The judgment provides a well-reasoned summary of the interaction between the SOP Act and other Victorian procedural mechanisms that regulate summary judgment applications, applying them harmoniously so that the SOP Act did not override other legislative mechanisms."

SOP Act: Court of Appeal holds that late adjudication determinations are not void

The East Coast security of payment laws impose prescribed time limits in applying for, and responding to, an adjudication application.  However, the SOP Act provides adjudicators with more flexibility, after the Victorian Court of Appeal confirmed that an adjudicator's non-compliance with the prescribed time period for issuing a determination did not render that determination void.

In Ian Street Developer Pty Ltd v Arrow International Pty Ltd [2018] VSCA 294, the applicant , Ian Street, and first respondent, Arrow, contested the validity of an adjudicator's determination made in respect of a payment claim issued by Arrow under section 14 of the SOP Act.  The adjudicator had decided in favour of Arrow, however served its determination on the parties outside of the time allowed by section 22(4) of the SOP Act.  That provision specifies a time limit within which an adjudication must be completed, and Ian Street argued that after the expiry of the time period the adjudicator no longer had jurisdiction.
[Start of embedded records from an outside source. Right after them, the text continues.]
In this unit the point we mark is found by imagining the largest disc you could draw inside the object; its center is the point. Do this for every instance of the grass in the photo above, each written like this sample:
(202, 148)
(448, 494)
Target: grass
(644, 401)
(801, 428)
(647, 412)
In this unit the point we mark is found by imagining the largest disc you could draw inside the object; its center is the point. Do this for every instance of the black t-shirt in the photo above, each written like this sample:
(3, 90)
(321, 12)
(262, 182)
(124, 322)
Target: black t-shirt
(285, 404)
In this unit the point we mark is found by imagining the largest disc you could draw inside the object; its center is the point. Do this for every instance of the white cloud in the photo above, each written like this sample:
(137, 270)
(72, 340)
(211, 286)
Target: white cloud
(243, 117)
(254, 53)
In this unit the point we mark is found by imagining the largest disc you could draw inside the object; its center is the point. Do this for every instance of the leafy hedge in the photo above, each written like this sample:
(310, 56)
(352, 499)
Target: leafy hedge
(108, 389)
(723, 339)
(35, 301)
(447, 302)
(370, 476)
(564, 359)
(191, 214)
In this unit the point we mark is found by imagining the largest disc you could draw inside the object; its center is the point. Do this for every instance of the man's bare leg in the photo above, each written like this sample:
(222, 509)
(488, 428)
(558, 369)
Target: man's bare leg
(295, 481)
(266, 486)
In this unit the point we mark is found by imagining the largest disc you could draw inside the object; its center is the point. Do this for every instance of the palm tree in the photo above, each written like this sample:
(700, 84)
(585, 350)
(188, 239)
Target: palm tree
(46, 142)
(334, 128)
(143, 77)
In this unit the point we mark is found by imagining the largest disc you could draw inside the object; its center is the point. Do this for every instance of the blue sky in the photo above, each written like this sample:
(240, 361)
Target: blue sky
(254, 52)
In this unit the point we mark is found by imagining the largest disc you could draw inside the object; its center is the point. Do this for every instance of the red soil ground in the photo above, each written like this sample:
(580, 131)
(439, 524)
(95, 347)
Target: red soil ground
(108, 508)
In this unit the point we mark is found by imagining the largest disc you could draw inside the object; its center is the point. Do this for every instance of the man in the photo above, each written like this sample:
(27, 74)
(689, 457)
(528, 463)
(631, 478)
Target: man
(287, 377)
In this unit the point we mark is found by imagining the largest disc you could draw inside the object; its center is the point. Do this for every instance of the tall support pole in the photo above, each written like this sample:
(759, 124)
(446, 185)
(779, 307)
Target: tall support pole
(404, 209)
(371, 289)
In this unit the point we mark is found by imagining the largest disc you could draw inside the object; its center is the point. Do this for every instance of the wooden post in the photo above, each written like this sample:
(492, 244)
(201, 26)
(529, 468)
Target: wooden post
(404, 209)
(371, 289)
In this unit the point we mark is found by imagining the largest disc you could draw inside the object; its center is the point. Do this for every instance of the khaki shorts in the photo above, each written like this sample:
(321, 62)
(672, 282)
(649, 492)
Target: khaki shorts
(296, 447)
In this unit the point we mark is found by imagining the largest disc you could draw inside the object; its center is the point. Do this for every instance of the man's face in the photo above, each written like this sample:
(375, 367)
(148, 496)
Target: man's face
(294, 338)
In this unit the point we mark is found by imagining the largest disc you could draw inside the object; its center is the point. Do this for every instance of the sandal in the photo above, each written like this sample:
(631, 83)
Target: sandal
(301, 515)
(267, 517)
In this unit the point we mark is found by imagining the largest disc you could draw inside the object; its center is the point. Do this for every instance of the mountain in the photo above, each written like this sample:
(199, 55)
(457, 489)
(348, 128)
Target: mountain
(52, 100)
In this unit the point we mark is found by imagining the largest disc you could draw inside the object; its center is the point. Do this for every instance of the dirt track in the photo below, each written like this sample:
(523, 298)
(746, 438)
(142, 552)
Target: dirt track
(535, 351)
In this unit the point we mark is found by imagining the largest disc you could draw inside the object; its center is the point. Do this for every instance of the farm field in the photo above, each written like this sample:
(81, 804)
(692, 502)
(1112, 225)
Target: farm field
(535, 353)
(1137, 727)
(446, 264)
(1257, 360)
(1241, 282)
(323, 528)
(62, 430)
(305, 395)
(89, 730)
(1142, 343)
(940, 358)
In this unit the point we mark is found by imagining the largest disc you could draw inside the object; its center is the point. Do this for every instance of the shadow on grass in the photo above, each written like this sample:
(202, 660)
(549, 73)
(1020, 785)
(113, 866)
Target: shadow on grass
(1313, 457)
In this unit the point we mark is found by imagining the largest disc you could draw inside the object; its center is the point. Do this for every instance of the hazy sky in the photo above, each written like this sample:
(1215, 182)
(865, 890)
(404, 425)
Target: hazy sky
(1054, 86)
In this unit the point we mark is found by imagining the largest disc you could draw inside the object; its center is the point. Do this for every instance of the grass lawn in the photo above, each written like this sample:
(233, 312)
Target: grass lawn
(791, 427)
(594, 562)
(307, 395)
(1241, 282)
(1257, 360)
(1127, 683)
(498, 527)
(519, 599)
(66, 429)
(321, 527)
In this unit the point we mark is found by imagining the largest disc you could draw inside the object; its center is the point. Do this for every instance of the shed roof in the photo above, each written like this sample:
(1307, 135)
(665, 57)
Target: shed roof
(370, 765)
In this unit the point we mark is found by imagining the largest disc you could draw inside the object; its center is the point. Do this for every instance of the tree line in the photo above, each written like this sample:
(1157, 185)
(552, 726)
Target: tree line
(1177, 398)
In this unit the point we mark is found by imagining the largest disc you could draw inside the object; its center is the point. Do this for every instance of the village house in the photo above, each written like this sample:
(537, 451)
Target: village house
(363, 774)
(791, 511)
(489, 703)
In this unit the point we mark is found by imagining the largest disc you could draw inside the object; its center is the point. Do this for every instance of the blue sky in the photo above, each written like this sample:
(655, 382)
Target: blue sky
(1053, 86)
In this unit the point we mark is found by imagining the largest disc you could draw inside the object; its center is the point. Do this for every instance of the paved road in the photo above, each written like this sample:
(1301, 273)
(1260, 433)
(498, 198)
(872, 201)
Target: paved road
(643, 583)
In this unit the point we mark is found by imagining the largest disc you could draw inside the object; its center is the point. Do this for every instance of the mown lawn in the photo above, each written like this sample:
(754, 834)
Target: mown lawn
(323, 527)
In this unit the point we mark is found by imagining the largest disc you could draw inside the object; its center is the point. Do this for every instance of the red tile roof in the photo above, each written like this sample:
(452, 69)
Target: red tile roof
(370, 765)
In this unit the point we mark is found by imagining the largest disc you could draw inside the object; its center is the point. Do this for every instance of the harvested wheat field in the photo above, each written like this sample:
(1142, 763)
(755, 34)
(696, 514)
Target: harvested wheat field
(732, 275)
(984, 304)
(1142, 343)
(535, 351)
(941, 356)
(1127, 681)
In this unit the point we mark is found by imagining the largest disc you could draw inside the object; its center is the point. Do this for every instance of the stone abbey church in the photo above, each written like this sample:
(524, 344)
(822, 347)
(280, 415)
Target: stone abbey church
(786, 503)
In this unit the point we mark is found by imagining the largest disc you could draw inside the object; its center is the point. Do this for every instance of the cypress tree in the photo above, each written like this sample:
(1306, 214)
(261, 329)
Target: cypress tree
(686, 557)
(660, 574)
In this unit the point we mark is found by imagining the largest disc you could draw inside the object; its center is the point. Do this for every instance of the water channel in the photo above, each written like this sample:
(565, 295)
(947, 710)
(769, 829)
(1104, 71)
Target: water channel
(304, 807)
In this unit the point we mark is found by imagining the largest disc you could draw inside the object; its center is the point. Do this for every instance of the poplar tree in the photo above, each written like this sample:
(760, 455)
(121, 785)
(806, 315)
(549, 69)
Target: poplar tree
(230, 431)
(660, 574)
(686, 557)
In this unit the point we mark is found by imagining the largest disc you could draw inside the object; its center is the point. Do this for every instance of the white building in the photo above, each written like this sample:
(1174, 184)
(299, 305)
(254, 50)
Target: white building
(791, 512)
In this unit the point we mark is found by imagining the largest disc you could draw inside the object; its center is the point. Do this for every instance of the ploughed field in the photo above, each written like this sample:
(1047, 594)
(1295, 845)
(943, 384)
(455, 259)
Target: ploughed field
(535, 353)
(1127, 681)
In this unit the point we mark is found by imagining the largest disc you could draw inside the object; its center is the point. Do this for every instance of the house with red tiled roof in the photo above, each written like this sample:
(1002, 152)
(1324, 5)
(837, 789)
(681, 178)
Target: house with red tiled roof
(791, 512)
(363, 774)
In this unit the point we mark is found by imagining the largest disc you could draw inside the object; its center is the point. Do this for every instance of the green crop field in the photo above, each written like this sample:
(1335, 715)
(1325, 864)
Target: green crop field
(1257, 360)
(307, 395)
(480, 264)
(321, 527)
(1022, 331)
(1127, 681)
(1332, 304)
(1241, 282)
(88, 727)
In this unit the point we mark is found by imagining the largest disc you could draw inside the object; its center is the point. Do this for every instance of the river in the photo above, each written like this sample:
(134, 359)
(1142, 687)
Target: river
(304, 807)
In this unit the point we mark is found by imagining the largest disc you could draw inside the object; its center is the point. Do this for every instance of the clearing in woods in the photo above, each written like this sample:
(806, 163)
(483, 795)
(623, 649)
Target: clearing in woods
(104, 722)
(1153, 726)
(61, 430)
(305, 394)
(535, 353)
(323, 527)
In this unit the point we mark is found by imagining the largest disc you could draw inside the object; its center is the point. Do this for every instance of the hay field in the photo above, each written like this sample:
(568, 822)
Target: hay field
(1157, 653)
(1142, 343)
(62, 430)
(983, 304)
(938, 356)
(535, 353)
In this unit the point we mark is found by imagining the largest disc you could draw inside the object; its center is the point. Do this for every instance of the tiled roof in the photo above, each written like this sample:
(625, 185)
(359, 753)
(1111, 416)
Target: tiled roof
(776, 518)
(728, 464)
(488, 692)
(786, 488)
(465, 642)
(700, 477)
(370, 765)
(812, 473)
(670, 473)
The Court recognised that the SOP Act is silent on whether an adjudicator’s non-compliance with the prescribed time period voided its determination.  Applying the principles of statutory construction, the Court unanimously rejected Ian Street's argument, and found that:

  1. the SOP Act specifically identifies the circumstances in which an adjudicator's determination will be void (which do not include service of a determination outside the statutory time limit);
  2. the consequences of the adjudicator's non-compliance with the adjudication time limit are also separately addressed by the SOP Act (which permits the claimant to withdraw its application for adjudication where the determination is not served within time); and
  3. ultimately, the Principal's construction of the time limit was inconsistent with the purpose of the SOP Act, which was to enable to the adjudicator to resolve disputes regarding payment claims under the SOP Act. 

The decision serves as a reminder to industry participants that the SOP Act is, in the words of President Maxwell, "avowedly established for the benefit of claimants". 

Dealing with contractual good faith obligations: it's all in the drafting

The Queensland Court of Appeal has highlighted the critical importance of contract drafting, particularly in respect of contractual good faith obligations, in Sentinel Robina Office Pty Ltd v Clarence Property Corporation Ltd [2018] QCA 314.  The appellant, Sentinel Robina, and the respondent, Clarence Property, were akin to joint venturers and parties to a deed in relation to shared ownership of a building. 

Clause 16.9 of the deed relevantly provided that "…the parties agree that in the performance of their respective duties and the exercise of their respective powers under this deed and in their respective dealings with each other, they shall act in the utmost good faith".  The key issue was whether actions by Clarence Property, in poaching an employee from Sentinel Robina, occurred "in the course of the co-owners' respective dealings with each other", which was the third aspect of the good faith clause. 

On appeal, Sentinel Robina argued that the absence of the words "under the Deed" from the third aspect of the good faith clause meant that the good faith obligation had a broader application in that context.  This was not accepted by the Court of Appeal.  It was held that poaching an employee did not bear any relationship to the bargain between the parties and the contractual objectives sought to be achieved by them, and that it was not an example of one of the parties "dealing" with another.  This relatively close reading of the good faith clause highlights the importance of ensuring objective clarity when drafting such clauses.